Het hof heeft het vonnis van de rechtbank bevestigd, met uitzondering van de strafoplegging. Het hof heeft de gevangenisstraf omgezet naar een voorwaardelijke gevangenisstraf van drie maanden, met een proeftijd van twee jaren, en daarnaast een taakstraf van 120 uur opgelegd. Bij de beslissing heeft het hof rekening gehouden met de ernst van het feit, de omstandigheden waaronder het is gepleegd, en de persoonlijke situatie van de verdachte. De verdachte heeft na het delict een positieve wending aan zijn leven gegeven, werkt als dakdekker en heeft inmiddels een eigen woning. Het hof achtte het in het belang van de verdachte en de maatschappij dat hij zijn werk en woning behoudt, maar vond een onvoorwaardelijke taakstraf passend gezien de ernst van het feit.

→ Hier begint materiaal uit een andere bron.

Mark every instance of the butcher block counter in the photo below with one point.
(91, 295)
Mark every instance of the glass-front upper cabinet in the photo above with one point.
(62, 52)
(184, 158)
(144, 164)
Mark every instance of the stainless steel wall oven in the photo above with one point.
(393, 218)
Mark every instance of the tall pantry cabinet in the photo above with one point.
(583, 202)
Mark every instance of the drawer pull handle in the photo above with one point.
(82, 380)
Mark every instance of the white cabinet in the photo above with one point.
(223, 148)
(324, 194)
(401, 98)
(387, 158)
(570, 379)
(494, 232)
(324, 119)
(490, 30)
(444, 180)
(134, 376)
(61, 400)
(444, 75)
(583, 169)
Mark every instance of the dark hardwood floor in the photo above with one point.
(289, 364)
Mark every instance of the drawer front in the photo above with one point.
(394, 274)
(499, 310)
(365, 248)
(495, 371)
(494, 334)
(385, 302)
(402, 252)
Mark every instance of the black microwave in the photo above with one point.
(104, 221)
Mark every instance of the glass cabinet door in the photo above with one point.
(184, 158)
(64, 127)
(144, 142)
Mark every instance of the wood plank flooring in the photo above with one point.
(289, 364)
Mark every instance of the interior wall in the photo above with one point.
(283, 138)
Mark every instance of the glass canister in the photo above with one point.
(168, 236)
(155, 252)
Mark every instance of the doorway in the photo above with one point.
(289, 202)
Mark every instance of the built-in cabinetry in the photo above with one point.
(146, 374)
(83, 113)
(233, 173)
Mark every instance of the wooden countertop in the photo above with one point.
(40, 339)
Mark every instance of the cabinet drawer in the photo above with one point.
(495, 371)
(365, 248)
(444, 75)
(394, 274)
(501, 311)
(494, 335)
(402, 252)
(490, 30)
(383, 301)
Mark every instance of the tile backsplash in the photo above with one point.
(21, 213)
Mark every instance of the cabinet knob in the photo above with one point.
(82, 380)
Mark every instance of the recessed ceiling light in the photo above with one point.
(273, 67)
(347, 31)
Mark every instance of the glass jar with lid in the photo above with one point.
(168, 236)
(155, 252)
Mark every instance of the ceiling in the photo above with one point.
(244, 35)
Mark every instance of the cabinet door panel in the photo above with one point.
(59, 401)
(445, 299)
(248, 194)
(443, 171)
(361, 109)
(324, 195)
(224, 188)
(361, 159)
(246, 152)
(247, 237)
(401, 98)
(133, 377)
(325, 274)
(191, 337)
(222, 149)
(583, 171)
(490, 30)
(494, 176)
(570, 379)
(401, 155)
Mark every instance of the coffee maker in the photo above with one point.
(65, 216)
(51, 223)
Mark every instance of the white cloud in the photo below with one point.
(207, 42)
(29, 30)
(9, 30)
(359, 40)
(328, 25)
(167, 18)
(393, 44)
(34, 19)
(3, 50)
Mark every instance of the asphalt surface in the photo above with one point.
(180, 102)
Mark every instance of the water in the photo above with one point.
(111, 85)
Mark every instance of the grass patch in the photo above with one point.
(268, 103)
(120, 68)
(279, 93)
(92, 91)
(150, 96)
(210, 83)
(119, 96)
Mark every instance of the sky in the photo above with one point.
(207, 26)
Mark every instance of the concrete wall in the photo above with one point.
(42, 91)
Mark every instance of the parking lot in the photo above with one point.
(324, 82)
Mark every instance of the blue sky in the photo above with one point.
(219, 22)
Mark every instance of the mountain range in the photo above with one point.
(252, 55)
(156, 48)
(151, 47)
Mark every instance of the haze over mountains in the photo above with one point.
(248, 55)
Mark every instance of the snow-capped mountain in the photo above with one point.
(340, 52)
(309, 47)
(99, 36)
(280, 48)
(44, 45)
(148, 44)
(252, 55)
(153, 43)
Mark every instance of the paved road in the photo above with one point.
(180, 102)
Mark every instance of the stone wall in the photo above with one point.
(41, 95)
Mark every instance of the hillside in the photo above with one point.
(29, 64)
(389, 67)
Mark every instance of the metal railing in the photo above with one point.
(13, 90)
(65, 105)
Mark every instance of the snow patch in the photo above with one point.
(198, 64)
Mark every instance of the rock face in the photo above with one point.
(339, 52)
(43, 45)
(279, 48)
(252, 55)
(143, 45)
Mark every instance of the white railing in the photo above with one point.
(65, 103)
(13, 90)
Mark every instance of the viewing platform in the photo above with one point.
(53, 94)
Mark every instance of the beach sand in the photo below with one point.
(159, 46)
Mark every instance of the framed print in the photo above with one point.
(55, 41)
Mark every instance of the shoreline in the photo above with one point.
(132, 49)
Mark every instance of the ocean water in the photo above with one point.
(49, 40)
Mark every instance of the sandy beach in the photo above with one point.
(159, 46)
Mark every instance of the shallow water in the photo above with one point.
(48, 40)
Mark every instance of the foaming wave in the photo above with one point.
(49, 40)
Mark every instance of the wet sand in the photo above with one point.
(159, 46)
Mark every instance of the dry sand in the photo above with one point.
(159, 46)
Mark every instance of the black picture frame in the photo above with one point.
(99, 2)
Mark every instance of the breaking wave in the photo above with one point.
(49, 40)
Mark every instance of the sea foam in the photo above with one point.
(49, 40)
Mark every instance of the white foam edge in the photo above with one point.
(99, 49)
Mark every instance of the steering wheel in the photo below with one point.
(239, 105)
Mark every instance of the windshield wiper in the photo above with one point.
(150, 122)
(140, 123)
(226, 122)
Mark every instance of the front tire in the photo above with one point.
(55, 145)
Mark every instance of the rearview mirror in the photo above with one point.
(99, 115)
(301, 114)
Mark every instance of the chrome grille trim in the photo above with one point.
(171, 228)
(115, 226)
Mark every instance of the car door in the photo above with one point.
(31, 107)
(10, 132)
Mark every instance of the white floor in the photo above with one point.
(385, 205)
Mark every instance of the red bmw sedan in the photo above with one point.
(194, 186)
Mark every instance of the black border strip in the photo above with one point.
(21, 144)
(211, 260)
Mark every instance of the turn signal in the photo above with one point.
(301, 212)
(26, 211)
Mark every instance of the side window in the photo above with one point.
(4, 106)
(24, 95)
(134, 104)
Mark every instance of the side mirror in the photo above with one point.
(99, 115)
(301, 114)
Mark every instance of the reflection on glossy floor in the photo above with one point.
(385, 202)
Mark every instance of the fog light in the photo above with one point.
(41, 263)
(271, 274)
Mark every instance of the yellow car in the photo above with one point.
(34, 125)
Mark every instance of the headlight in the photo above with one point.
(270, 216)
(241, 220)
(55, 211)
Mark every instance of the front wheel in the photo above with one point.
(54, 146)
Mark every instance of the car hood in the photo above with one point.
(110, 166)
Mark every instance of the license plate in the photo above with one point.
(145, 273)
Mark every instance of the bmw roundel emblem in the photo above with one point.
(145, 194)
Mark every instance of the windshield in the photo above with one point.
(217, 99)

De op te leggen straffen zijn gegrond op verschillende artikelen van het Wetboek van Strafrecht, waaronder artikelen die betrekking hebben op de strafmaat en de voorwaarden voor voorwaardelijke straffen. Het hof heeft de beslissing op de openbare terechtzitting uitgesproken, waarbij de betrokken rechters en de griffier aanwezig waren.